Butantan critica artigo e diz que "ninguém está no escuro"
Por meio de nota, o Instituto Butantan afirma que "beiram a irresponsabilidade o acinte e a falta de qualquer embasamento" o artigo de Fernando Reinach. "Por meio de ilações e hipóteses absolutamente infundadas, o missivista ataca o Instituto Butantan, uma instituição que acumula 120 anos de história e serviços em favor da vida", diz.
"Os resultados até aqui já comprovaram que a vacina é segura, não tendo sido registrado nenhum adverso grave dentre os que receberam as doses. Isso por si só é um grande avanço", afirma o Instituto.
Ainda segundo o Butantan, "o adiamento em cerca de uma semana da entrega dos resultados de segurança e eficiência foi uma decisão estratégica que atende a uma recomendação do comitê internacional independente que acompanha a pesquisa desenvolvida em parceria entre o Butantan e a biofarmacêutica Sinovac Biotech".
Assim, de acordo com o instituto, poderá ser entregue um estudo conclusivo à Anvisa e à National Medical Products Administration, da China. "Isso facilitará e agilizará o processo de registro, e não ao contrário", diz.
Em outra nota envia à reportagem depois da publicação deste texto, o Butantan afirma que "ninguém está no escuro" em relação aos estudos da CoronaVac.
"Os dados disponíveis a respeito dos testes clínicos da Coronavac de fase 3 já foram divulgados publicamente — restando o envio à Anvisa dos resultados conclusivos finais. A Anvisa, inclusive, tem acompanhado todo o processo, tendo aprovado a realização dos estudos clínicos de fase 3 no Brasil e a importação das vacinas pelo Butantan junto à Sinovac", diz a nota.
O Butantan também afirma que "a revista científica Lancet publicou os resultados das fases 1 e 2 dos testes clínicos, feitos na China, que atestaram segurança e alta resposta imune da vacina entre os participantes."

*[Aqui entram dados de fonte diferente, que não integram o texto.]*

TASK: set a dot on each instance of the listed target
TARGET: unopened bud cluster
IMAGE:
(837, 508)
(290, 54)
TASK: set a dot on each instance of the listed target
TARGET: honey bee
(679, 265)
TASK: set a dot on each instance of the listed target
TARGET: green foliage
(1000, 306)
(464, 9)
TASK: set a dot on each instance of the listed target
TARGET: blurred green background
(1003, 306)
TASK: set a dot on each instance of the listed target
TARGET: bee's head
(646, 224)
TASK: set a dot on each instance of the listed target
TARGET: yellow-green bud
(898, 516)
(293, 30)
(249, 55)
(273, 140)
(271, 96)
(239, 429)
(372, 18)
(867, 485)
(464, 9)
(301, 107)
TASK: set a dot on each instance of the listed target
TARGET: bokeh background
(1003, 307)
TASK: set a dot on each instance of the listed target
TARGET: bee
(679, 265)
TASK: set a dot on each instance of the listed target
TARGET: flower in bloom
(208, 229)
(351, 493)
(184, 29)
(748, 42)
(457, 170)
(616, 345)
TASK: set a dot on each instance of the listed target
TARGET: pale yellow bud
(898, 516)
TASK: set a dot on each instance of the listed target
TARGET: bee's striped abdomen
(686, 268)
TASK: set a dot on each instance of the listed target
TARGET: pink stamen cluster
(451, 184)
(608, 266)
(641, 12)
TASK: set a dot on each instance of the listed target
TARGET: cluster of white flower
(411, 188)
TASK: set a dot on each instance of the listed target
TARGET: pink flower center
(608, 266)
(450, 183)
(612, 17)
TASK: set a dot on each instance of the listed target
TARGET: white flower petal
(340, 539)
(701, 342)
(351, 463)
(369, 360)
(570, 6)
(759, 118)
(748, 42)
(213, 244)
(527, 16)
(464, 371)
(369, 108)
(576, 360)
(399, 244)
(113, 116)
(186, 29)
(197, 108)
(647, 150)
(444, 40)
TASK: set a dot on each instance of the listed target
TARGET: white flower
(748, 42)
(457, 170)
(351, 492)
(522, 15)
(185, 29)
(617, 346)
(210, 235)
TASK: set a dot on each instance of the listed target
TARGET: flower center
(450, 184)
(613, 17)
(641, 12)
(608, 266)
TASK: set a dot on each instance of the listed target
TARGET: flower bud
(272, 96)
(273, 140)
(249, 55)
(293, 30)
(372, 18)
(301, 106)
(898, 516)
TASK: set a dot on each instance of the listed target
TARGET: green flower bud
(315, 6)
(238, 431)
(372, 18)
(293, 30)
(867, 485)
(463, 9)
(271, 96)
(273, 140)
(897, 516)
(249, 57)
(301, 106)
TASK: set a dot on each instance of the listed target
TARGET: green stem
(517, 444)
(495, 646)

SP diz que agiu frente a inércia do governo
Procurada, a Secretaria Estadual de Saúde informou, por meio de nota, que, "em nenhum momento, foi dito que São Paulo utilizaria uma vacina sem aprovação" e diz que a agiu para fazer "frente à inércia do governo federal".
Leia a íntegra da nota
"O Plano Estadual de Imunização de São Paulo contra a covid-19 foi elaborado diante do compromisso do governo do estado de salvar vidas e priorizar a segurança da população. Em nenhum momento foi dito que SP utilizaria uma vacina sem aprovação. Pelo contrário: o Estado segue defendendo o uso de vacinas seguras e eficazes contra a covid-19, bem como a incorporação das mesmas pelo Programa Nacional de Imunização (PNI).
Na condição de gestora das ações de saúde pública em SP, a Secretaria de Estado da Saúde elaborou o referido plano diante da necessidade de planejamento para uma campanha deste porte, na maior unidade federativa do Brasil, e frente à inércia do governo federal. Não se trata de uma "guerra", mas de respeito e cumprimento do dever constitucional de cuidar da saúde pública.
A Secretaria de Estado da Saúde tem autonomia para definir as estratégias de vacinação no seu território, conforme o cenário epidemiológico, sem necessidade de aprovação do plano (ou seja, do cronograma de aplicação de doses), e atuará na imunização tão logo haja imunizante devidamente aprovado pela autoridade sanitária."